Using the principle of moments, we can set up the following equation:
(m1 * x1) + (m2 * x2) = 0
Where:
m1 = mass of the stone = 8.3 kg
m2 = mass of the stick = 1.8 kg
Substituting the values, we get:
(8.3 kg * x1) + (1.8 kg * x2) = 0
Since we know that the center of mass of the stone is at a distance of 9 cm from each end, we can substitute x1 = 9 cm.
(8.3 kg * 9 cm) + (1.8 kg * x2) = 0
Simplifying the equation further, we can solve for x2:
74.7 kg * cm + (1.8 kg * x2) = 0
1.8 kg * x2 = -74.7 kg * cm
x2 = -74.7 kg * cm / 1.8 kg
x2 ≈ -41.5 cm
Therefore, the center of mass of the club-ax is approximately 41.5 cm from the handle end of the club-ax. Note that the negative sign indicates that the center of mass is on the opposite side of the handle end.

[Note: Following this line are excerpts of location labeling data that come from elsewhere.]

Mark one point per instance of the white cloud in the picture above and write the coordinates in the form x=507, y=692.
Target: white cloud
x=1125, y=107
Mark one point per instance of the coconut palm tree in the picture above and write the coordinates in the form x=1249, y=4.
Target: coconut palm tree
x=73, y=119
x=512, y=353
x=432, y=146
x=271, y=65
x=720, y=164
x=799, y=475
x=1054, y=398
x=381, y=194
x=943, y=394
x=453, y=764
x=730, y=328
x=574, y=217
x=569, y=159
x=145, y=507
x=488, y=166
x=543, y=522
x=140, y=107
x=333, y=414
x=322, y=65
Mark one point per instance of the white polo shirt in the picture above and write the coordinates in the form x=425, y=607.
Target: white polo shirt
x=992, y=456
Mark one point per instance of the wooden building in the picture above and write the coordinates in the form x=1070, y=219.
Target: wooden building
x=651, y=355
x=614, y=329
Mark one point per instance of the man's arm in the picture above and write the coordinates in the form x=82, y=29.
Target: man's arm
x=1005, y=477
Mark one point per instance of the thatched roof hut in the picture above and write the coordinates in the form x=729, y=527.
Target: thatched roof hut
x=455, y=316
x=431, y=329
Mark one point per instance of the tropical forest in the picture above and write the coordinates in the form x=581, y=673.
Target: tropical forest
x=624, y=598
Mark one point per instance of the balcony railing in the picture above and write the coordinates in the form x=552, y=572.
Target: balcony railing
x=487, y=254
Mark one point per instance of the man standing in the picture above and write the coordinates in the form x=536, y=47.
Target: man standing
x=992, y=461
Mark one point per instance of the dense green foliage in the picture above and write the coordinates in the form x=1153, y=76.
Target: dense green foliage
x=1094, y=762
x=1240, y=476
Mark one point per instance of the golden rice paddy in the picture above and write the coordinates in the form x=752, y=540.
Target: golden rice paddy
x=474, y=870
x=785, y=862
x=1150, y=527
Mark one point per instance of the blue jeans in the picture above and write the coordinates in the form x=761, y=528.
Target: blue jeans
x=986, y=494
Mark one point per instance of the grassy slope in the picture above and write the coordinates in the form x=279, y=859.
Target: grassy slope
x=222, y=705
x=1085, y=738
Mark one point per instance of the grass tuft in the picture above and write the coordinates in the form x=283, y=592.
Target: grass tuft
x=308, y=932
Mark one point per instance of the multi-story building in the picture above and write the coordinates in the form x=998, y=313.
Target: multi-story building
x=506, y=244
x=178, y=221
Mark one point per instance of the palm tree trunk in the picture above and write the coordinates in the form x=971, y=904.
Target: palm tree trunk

To find the center of mass of the club-ax, we need to calculate the distances from the center of mass to both ends of the club-ax.
Let's assume that the center of mass is located at a distance "x" from the handle end of the club-ax.
To find the center of mass, we can use the formula:
(m1 * x1) + (m2 * x2) = m * x
Where:
m1 = mass of the stick
x1 = distance from the center of mass of the stick to the handle end of the club-ax
m2 = mass of the stone
x2 = distance from the center of mass of the stone to the handle end of the club-ax
m = total mass of the club-ax
x = distance from the center of mass of the club-ax to the handle end of the club-ax
Given:
m1 = 1.8 kg
m2 = 8.3 kg
x1 = 98 cm = 0.98 m
x2 = 9 cm = 0.09 m
We can substitute these values into the formula:
(1.8 kg * 0.98 m) + (8.3 kg * 0.09 m) = (1.8 kg + 8.3 kg) * x
Simplifying the equation gives us:
(1.764 kg * m) + (0.747 kg * m) = 10.1 kg * x
Combining the terms on the left side of the equation gives us:
2.511 kg * m = 10.1 kg * x
Now we can solve for x:
x = (2.511 kg * m) / (10.1 kg)
x ≈ 0.248 m
Therefore, the center of mass of the club-ax is approximately 0.248 meters from the handle end of the club-ax.